Gustavo Adrian Defeo appointed to lead Europe’s leather standards committee
Gustavo Adrian Defeo won 14 votes to chair CEN TC 289, putting a test-method specialist at the top of Europe’s leather standards table through 2032.

Gustavo Adrian Defeo has been appointed to chair CEN TC 289, Europe’s leather standards committee, after a ballot that gave him 14 votes in favor and took effect on June 9, 2026. His six-year term runs through June 2032. The committee covers terminology, sampling, test methods, requirements and characteristics for raw hides and skins, tanned hides and skins, and finished leather, while footwear and footwear components sit under a separate CEN committee.

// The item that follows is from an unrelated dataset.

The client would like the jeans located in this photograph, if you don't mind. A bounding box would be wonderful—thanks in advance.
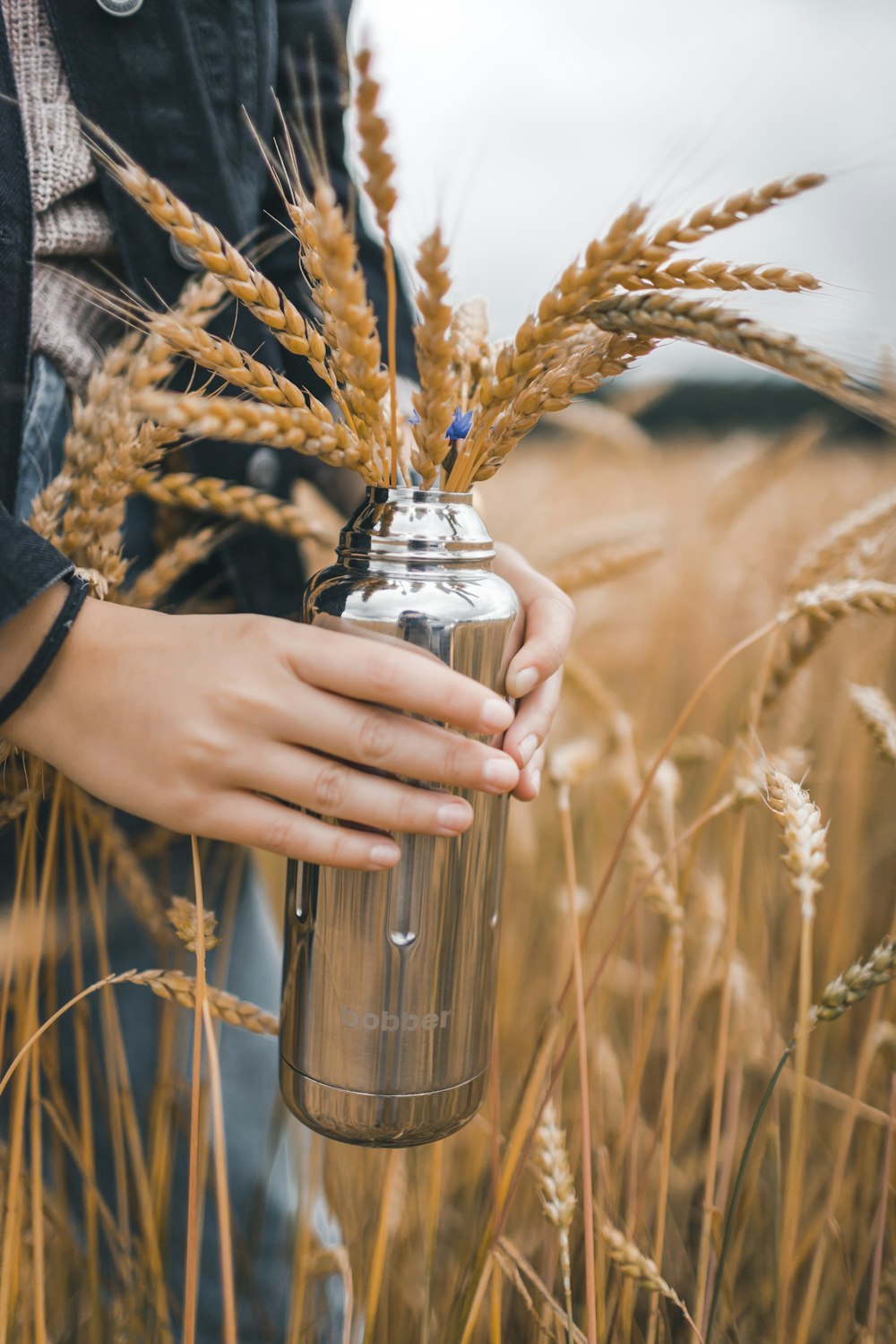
[0,357,345,1344]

That scope makes the job unusually important for tanneries, brands and technical suppliers. CEN is one of the three European Standardization Organizations recognized by the EU and EFTA for voluntary standards development, so the chair of TC 289 sits close to the rules that shape how leather is described, tested and compared across European markets.

Defeo brings a deep technical profile to the post. He is an Italian-Argentine chemist with 42 years of experience as a consultant, researcher and specialist in color physics, and he is already chairman of CEN TC 289 WG7, the working group for physical and fastness tests. He also chairs IULTCS IUF and IULTCS IUP, the international commissions for leather fastness tests and physical and mechanical tests, and serves as convenor of CEN TC 289/WG7. IULTCS says those commissions and the CEN working groups meet together so identical leather test methods can be published as IULTCS, ISO and EN standards.
That overlap matters on the bench. If the same test method can move cleanly between CEN, ISO and IULTCS, the industry gets less duplication in lab work and fewer mismatches in terminology or results when hides, finishes and finished leather are specified for different markets. Defeo has said his priorities include revising existing EN standards to reflect advances in chemistry and methodology, strengthening coordination with ISO/TC 120, supporting recognition of leather’s bio-based credentials with CEN TC 411, and widening outreach to industry, research institutions and regulators.
The handover also follows the retirement of Gustavo Gonzalez-Quijano, Defeo’s predecessor. TC 289 already oversees a dense library of published standards, including chemical-test methods for chromium VI, formaldehyde, azo colorants, metals, preservatives and tannery chemicals. With traceability work moving through EN 18199 and sustainability claims under closer scrutiny, the committee’s next chair will shape not just paperwork but the quality signals that travel with leather from the tannery floor to the supplier label.